Se não houver acordo entre os condôminos, o bem será objeto de alienação, preferindo-se ao condômino em relação ao estranho e, entre os consortes, aquele que tiver a benfeitoria mais valiosa e, não as havendo, o que for titular do maior quinhão[4]. Este critério valoriza o condômino que mais investiu no imóvel, valorizando-o.

Na falta de benfeitorias, favorece-se quem detém maior parcela na coisa comum, pois foi o que, indevidamente, mais contribuiu para as despesas do condomínio, presumindo-se também a sua maior participação administrativa.

Se não houver nada que diferencie ou favoreça um condômino em relação aos outros, a igualdade de direitos dos condôminos se anula reciprocamente e a venda será realizada a um estranho, na conformidade do artigo 1322 do Código Civil.

Um tipo específico de condomínio é tratado no Código Civil artigo, 1327- o condomínio necessário, que é manifestado nos casos de meação de paredes, cercas, muros e valas.

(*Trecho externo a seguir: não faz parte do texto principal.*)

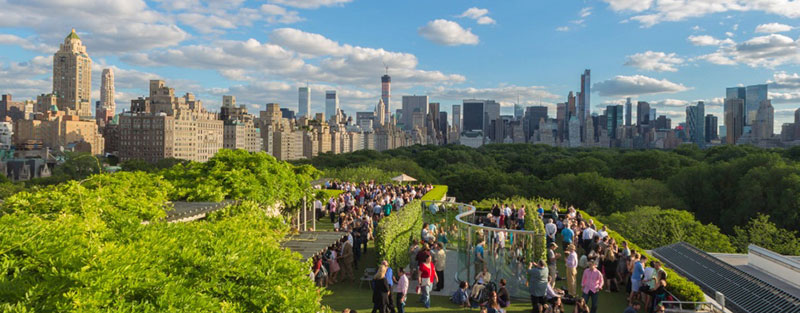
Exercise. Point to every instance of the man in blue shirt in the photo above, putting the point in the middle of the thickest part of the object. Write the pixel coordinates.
(567, 234)
(636, 277)
(390, 281)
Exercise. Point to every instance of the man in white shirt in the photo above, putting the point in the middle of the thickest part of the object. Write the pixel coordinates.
(603, 233)
(588, 235)
(400, 289)
(550, 229)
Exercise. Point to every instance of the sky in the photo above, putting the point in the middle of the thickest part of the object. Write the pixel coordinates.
(671, 53)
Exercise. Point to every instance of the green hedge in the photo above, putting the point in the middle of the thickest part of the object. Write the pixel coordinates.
(437, 193)
(394, 234)
(326, 194)
(678, 285)
(539, 249)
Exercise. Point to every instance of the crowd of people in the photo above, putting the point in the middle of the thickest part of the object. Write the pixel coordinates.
(606, 266)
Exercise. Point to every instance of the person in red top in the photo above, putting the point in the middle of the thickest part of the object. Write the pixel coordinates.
(426, 278)
(592, 283)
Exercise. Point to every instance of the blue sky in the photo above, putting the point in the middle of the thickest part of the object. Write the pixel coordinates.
(668, 52)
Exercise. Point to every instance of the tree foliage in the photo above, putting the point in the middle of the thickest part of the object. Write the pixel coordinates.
(653, 227)
(762, 232)
(84, 247)
(238, 174)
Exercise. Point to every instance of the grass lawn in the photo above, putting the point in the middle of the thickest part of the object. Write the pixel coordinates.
(349, 295)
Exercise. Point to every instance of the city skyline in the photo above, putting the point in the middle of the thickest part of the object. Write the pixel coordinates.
(281, 45)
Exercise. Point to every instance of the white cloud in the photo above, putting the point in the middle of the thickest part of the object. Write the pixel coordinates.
(26, 43)
(706, 40)
(585, 12)
(310, 4)
(783, 80)
(629, 5)
(654, 12)
(655, 61)
(764, 51)
(448, 33)
(106, 26)
(773, 28)
(479, 15)
(635, 85)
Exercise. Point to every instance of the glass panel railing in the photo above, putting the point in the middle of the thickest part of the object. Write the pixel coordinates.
(506, 252)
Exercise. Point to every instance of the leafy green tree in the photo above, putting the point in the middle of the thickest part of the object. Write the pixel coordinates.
(599, 195)
(762, 232)
(652, 227)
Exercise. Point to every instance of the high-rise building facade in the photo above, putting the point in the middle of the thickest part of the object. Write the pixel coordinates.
(386, 96)
(106, 107)
(331, 104)
(628, 112)
(613, 120)
(734, 119)
(711, 128)
(473, 115)
(695, 123)
(304, 102)
(72, 76)
(754, 96)
(457, 117)
(412, 104)
(642, 113)
(584, 103)
(765, 121)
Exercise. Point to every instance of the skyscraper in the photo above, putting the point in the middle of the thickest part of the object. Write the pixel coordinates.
(519, 111)
(228, 101)
(105, 108)
(586, 92)
(734, 119)
(755, 94)
(695, 123)
(457, 117)
(386, 95)
(642, 113)
(331, 104)
(613, 120)
(765, 121)
(628, 112)
(413, 104)
(711, 128)
(304, 102)
(72, 76)
(473, 115)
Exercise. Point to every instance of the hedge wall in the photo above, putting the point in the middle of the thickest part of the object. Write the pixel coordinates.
(394, 234)
(678, 285)
(437, 193)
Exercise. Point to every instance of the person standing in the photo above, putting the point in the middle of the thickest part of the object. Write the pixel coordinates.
(552, 257)
(572, 269)
(426, 278)
(401, 289)
(479, 261)
(567, 234)
(550, 230)
(592, 283)
(537, 275)
(347, 259)
(380, 291)
(439, 261)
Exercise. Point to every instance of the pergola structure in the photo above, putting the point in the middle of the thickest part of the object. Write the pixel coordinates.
(309, 244)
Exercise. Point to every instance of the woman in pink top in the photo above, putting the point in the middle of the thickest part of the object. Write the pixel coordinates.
(426, 278)
(592, 283)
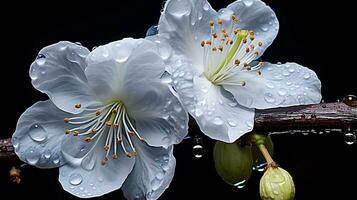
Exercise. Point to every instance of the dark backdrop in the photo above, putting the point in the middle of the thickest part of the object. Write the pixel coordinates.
(317, 34)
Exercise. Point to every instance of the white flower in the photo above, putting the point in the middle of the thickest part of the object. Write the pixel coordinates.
(214, 68)
(110, 122)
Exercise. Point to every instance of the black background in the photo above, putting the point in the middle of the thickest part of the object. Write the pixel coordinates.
(317, 34)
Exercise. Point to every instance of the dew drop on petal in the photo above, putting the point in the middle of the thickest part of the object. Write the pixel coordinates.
(75, 179)
(37, 133)
(153, 30)
(47, 154)
(32, 156)
(248, 3)
(178, 8)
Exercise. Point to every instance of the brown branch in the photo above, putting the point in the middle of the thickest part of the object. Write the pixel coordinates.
(340, 115)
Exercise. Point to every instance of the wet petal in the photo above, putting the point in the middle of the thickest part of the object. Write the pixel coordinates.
(279, 85)
(87, 177)
(38, 134)
(58, 71)
(152, 173)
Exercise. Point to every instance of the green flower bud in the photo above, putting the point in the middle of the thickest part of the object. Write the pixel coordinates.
(277, 183)
(258, 157)
(233, 162)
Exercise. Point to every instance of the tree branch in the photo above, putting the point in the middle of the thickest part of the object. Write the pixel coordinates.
(340, 115)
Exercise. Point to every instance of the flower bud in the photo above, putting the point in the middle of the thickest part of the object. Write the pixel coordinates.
(258, 158)
(233, 162)
(277, 183)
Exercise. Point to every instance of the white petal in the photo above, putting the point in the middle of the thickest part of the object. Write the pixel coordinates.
(152, 174)
(88, 178)
(185, 23)
(279, 85)
(218, 115)
(255, 15)
(38, 134)
(58, 71)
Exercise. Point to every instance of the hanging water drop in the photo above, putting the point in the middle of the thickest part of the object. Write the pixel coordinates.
(349, 137)
(37, 133)
(75, 179)
(153, 30)
(197, 150)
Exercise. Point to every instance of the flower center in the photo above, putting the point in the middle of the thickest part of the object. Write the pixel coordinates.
(111, 121)
(229, 51)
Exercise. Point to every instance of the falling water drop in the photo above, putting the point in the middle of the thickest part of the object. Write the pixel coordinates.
(197, 149)
(241, 184)
(75, 179)
(153, 30)
(349, 137)
(37, 133)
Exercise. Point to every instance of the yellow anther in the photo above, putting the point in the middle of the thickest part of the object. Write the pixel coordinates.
(114, 156)
(97, 113)
(66, 120)
(75, 133)
(211, 22)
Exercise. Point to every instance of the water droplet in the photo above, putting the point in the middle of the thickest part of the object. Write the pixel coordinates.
(350, 138)
(155, 184)
(166, 77)
(178, 8)
(37, 133)
(206, 6)
(269, 98)
(241, 184)
(47, 154)
(269, 85)
(248, 3)
(32, 156)
(75, 179)
(218, 121)
(306, 76)
(282, 92)
(350, 100)
(260, 167)
(198, 151)
(232, 122)
(153, 30)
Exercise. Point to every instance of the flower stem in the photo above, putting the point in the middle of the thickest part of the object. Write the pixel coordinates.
(266, 155)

O condomínio é um instituto do Direito que pode se apresentar em várias situações cotidianas. Interessante é o caso de condomínio em face de sucessão dos bens de uma pessoa falecida. No direito das sucessões, com a morte do autor da herança, os herdeiros se tornam, de imediato, titulares da propriedade e posse dos bens deixados pelo autor da herança. É evidente que o condomínio só vai ocorrer quando houver mais de um sucessor. Nesta hipótese, os herdeiros tornam-se co-proprietários do patrimônio comum, permitindo-se, inclusive, a cessão dos direitos hereditários, instituto agora disciplinado expressamente no Código de 2002, em seus artigos 1.794 e 1.795.  Este último artigo estabelece que, no caso de cessão de direitos hereditários, e sendo vários os co-herdeiros a exercer preferência, efetuarse-á entre os mesmos a distribuição do quinhão daquele que cedeu sua parte na proporção das respectivas cotas hereditárias. Com a emissão do formal da partilha de bens do espólio, extingue-se o condomínio, porque a cada um dos herdeiros caberão os bens que foram discriminados individualmente na sentença que homologar a partilha. As co-propriedades de imóveis indivisíveis decorrentes de partilhas, aquisições em conjunto, doações entre outras origens, geram muitos litígios na Justiça. É muito comum o fato de uma propriedade em condomínio ser objeto de disputa e discórdia, pois muitas vezes nem todos os condôminos desejam vendê-lo ou podem adquirí-lo dos demais condôminos. Importa que os proprietários condôminos e os negociantes de imóveis, saibam que a legislação brasileira dá solução para este impasse. Atualmente, o Código Civil, trata dos diversos tipos de condomínio: o geral, o voluntário e o edilício, de forma geral e a Lei 4591/64 trata do assunto nas lacunas da lei geral. O Código de Processo Civil também aborda o tema, apresentando meios jurídicos a fim de propor a extinção do condomínio, mesmo sem a concordância de todos os condôminos.

 

Sônia Mello – Mello Advocacia

www.melloadvocacia.adv.br



[1] “Art. 1.314. Cada condômino pode usar da coisa conforme sua destinação, sobre ela exercer todos os direitos compatíveis com a indivisão, reivindicá-la de terceiro, defender a sua posse e alhear a respectiva parte ideal, ou gravá-la.”

 

[2] Ver também artigo 1420 § 2º. C.Civil

[3] O CPC em seus artigos 1113 a 1119, tratam do processo de extinção do condomínio e alienação judicial do bem indiviso.

[4] Art. 1.322. Quando a coisa for indivisível, e os consortes não quiserem adjudicá-lo a um só, indenizando os outros, será vendida e repartido o apurado, preferindo-se, na venda, em condições iguais de oferta, o condômino ao estranho, e entre os condôminos aquele que tiver na coisa benfeitorias mais valiosas, e, não as havendo, o de quinhão maior.”